I start to walk up the long side walk of Frankford Transportation Center. It was my first day taking Septa by myself. I was shaking, every person I saw seemed like they were staring right through me. I walked into the building of the transportation center. I felt clueless even though I knew where to go. Throughout my childhood I have taken the L with family and felt fine about it, but sometimes I just feel really insecure about the little things. For example, if I accidently took something that wasn’t mine, I would have nervous breakdowns and not be able to sleep.  In the building I asked a million questions, just to make sure I was going in the correct place. I stepped onto the escalator that looked a mile long, as it crept higher I felt my heart pounding louder and louder.

As I got on the train, I was still unsure on what I was supposed to do. The train was mostly empty, except a man in the back. He had headphones on and a black hoodie. I asked him if the train went to my destination. He gave me an unclear answer that made me a little more uneasy. The door closed and there was no turning back now. As the train started to move, fear spread all through my body, The only thing I could think about was how many stops were left till my stop.  As the train got closer, I got more anxious. When I am a little worried about something, I get super stressed, and that is what was happening. I kept reminding myself that I had done this before and been fine. My brother, just a week before, showed me step by step on what to do. Now I felt like I forgot everything.

The almost empty train felt so cold. I was sitting alone, feeling lonely and nervous. I felt weird because I was alone, usually, I would  have a brother or a friend to talk to and just keep me company. In replacement I just have me and my thoughts. At this moment, my thoughts just sounded like a million people screaming at me. I couldn't even think, my head felt like it was going to explode with anxiety. I was counting down the stops, and also trying to pass the time until it was my turn to get off the train.  Finally, it was my stop. It felt like I was on there for hours. As I got off the train I let out a big sigh of relief. I have almost accomplished my journey. I walked on the dirty tile of 13th street station, I felt free being off the train. I neared the trolley stop, and was excited to almost be done, but I just got nervous all over again.
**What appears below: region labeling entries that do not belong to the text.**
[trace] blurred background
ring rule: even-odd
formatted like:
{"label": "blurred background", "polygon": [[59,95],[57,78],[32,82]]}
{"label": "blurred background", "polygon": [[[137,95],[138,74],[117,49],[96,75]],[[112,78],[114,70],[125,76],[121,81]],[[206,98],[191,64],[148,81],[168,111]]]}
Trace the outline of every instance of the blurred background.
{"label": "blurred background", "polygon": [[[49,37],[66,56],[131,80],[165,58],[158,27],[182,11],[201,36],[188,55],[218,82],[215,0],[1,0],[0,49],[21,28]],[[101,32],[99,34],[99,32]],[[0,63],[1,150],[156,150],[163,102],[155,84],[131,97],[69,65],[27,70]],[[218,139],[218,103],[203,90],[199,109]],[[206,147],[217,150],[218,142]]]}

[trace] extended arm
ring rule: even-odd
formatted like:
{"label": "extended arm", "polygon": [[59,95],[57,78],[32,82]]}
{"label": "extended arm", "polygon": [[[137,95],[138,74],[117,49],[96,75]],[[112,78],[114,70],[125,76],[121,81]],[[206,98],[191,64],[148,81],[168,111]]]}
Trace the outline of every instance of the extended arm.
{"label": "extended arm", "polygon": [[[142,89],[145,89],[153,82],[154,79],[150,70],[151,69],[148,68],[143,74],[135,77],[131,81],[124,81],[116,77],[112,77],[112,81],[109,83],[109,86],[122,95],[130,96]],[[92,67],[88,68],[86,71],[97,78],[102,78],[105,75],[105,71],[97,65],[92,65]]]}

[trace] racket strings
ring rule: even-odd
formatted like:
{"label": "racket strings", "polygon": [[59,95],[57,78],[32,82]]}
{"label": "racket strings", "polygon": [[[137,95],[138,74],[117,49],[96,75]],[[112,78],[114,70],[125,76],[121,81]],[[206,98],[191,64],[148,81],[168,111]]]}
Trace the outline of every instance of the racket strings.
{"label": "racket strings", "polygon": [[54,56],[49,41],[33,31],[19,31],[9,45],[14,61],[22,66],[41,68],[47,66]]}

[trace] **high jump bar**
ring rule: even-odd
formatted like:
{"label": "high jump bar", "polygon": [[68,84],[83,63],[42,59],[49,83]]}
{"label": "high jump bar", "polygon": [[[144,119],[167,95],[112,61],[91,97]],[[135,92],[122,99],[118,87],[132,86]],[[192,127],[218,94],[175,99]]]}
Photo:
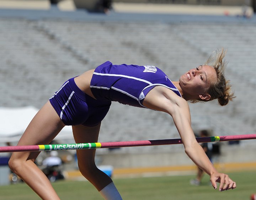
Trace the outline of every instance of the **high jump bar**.
{"label": "high jump bar", "polygon": [[[252,140],[256,139],[256,134],[204,137],[196,138],[196,139],[199,143]],[[178,144],[182,144],[181,139],[174,139],[78,144],[12,146],[0,147],[0,153],[20,151],[43,151],[70,150],[71,149],[103,149],[105,148]]]}

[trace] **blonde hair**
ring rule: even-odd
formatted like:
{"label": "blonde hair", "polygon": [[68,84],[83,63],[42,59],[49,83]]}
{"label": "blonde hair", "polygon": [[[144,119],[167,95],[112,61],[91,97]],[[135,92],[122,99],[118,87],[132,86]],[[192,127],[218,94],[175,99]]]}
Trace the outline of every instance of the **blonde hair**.
{"label": "blonde hair", "polygon": [[226,52],[227,50],[224,51],[223,48],[220,51],[218,50],[204,64],[213,66],[217,74],[217,81],[212,84],[208,90],[208,92],[211,96],[209,101],[218,99],[219,104],[222,106],[226,105],[229,101],[233,101],[235,97],[231,91],[229,80],[226,80],[224,75],[227,63],[223,59]]}
{"label": "blonde hair", "polygon": [[[205,65],[213,67],[217,75],[217,81],[213,83],[207,92],[210,95],[208,101],[218,99],[219,104],[222,106],[226,105],[229,101],[233,101],[235,98],[234,93],[231,91],[231,85],[229,80],[226,80],[224,72],[227,65],[226,62],[224,60],[227,50],[222,48],[221,50],[215,51],[209,57]],[[191,102],[199,101],[193,100]]]}

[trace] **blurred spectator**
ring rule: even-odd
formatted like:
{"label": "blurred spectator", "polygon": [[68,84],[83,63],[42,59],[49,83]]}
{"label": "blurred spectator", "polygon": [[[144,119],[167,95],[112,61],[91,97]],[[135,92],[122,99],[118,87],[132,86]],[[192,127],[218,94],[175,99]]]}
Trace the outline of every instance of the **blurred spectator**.
{"label": "blurred spectator", "polygon": [[[210,137],[210,134],[208,131],[206,130],[201,130],[200,132],[200,137]],[[206,154],[209,160],[212,162],[212,150],[213,150],[213,144],[211,143],[204,143],[201,144],[203,149],[204,150],[204,152]],[[201,184],[202,178],[204,174],[204,171],[200,168],[197,167],[197,177],[194,179],[192,179],[190,180],[190,184],[191,185],[199,185]]]}

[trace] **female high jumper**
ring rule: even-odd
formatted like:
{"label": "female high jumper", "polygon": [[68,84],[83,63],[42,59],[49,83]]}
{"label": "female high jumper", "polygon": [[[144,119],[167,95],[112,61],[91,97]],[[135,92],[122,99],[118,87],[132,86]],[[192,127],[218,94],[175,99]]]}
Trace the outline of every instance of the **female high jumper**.
{"label": "female high jumper", "polygon": [[[156,67],[107,61],[67,81],[40,109],[18,145],[49,144],[65,126],[72,126],[76,143],[97,142],[101,122],[111,101],[164,112],[172,118],[185,152],[209,174],[213,188],[222,191],[236,187],[227,174],[219,173],[196,139],[187,101],[218,99],[221,106],[234,98],[224,76],[226,51],[210,56],[204,65],[191,69],[172,82]],[[122,198],[111,178],[95,165],[96,149],[77,150],[82,174],[107,200]],[[42,199],[59,199],[50,183],[34,163],[38,152],[14,152],[11,169]]]}

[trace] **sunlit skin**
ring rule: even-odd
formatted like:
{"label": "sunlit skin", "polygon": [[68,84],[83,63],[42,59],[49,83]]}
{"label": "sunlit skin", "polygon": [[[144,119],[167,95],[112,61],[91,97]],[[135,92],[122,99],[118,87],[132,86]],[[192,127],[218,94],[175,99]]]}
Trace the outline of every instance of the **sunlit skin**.
{"label": "sunlit skin", "polygon": [[211,84],[217,81],[214,68],[209,65],[199,65],[182,75],[178,82],[174,82],[182,97],[186,100],[209,100],[207,91]]}
{"label": "sunlit skin", "polygon": [[[94,70],[77,77],[75,82],[87,95],[95,98],[90,88]],[[207,93],[211,83],[216,81],[215,70],[208,65],[200,65],[181,76],[173,83],[183,98],[171,90],[162,86],[156,86],[146,95],[143,105],[146,107],[164,112],[170,115],[180,135],[185,152],[200,168],[210,176],[213,188],[222,191],[235,188],[235,182],[227,174],[219,173],[213,165],[202,146],[197,142],[191,127],[189,107],[187,101],[202,99],[210,96]],[[29,124],[18,145],[49,144],[65,124],[48,101],[40,109]],[[97,142],[100,124],[93,127],[82,125],[72,126],[76,143]],[[111,178],[97,167],[94,157],[96,149],[78,150],[79,170],[82,174],[101,191],[112,182]],[[11,170],[20,177],[43,199],[60,199],[49,181],[34,162],[38,152],[14,152],[9,161]],[[42,187],[42,185],[43,187]]]}

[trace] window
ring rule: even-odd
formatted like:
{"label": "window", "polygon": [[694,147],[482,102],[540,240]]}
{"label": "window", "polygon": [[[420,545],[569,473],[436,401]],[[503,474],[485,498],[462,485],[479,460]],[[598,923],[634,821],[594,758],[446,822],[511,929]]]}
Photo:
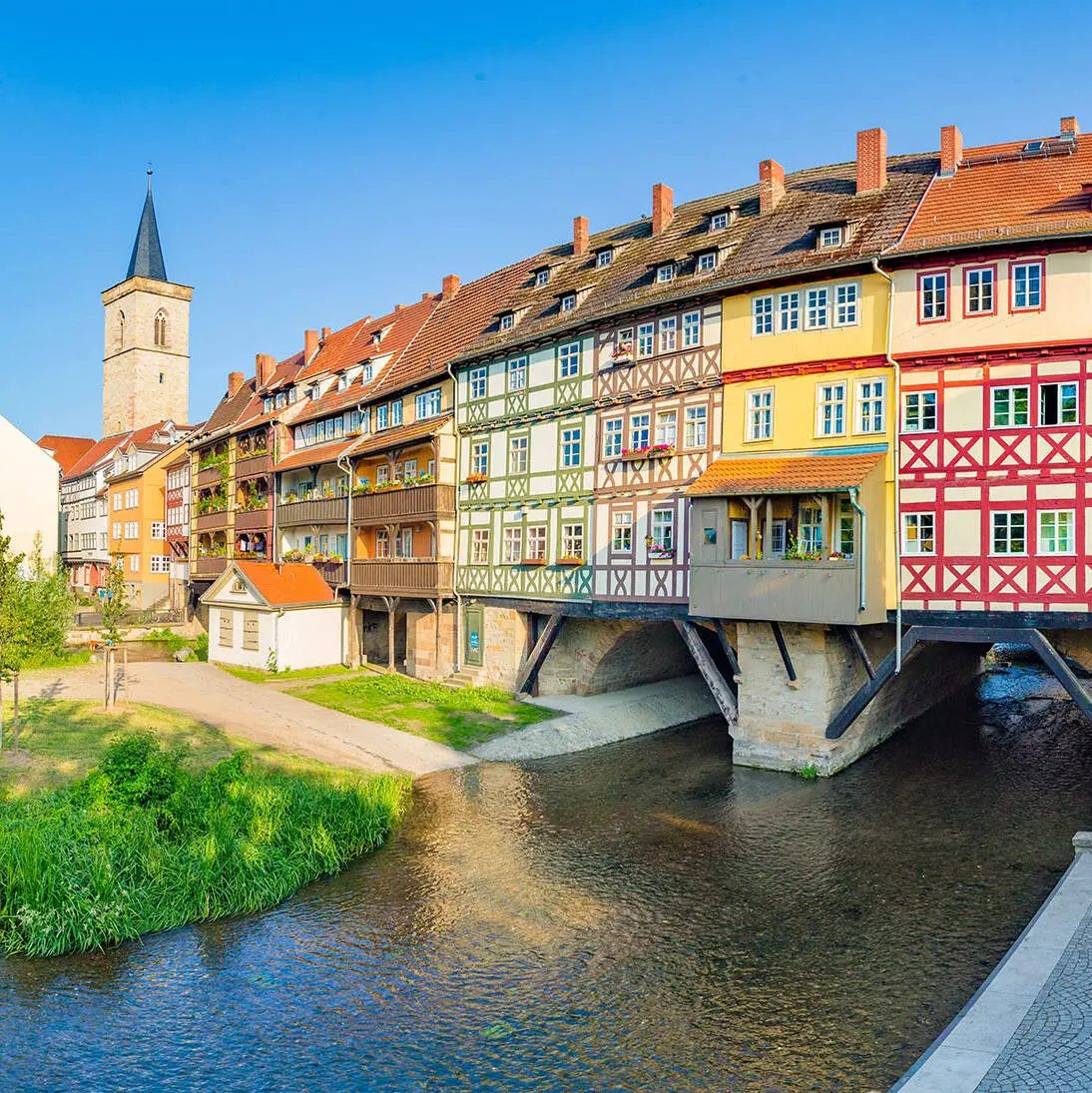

I arrive at the trolley stop, the automatic doors open and I walk up the steep steps and find an empty seat in the trolley. I sat down and my shaking began again. I just stared at the outside the window to make sure I did not miss my stop. Then a girl who looked about my age noticed my anxiety, and asked me, “Hey, are you ok?” I said yes, and that I was just really nervous. This was the first time in my trip that I was at ease, because someone related to me. Then I noticed my legs shook a little less than before. I had a renewed belief in myself that I could accomplish this trip.

The trolley rolled up to my stop, the doors opened and I hopped off. Then I started walking toward the steps up to the street. Each step up felt like a little more nerves were falling off my back, like a weight was being lifted. As I got to the outside, the light of the sun hit me in the face. That light felt like victory. Even though this might be a small accomplishment for some people it was huge for me. I walked up to my destination, then let out a big sigh of relief. I felt more independent, and that I could do something on my own and be okay.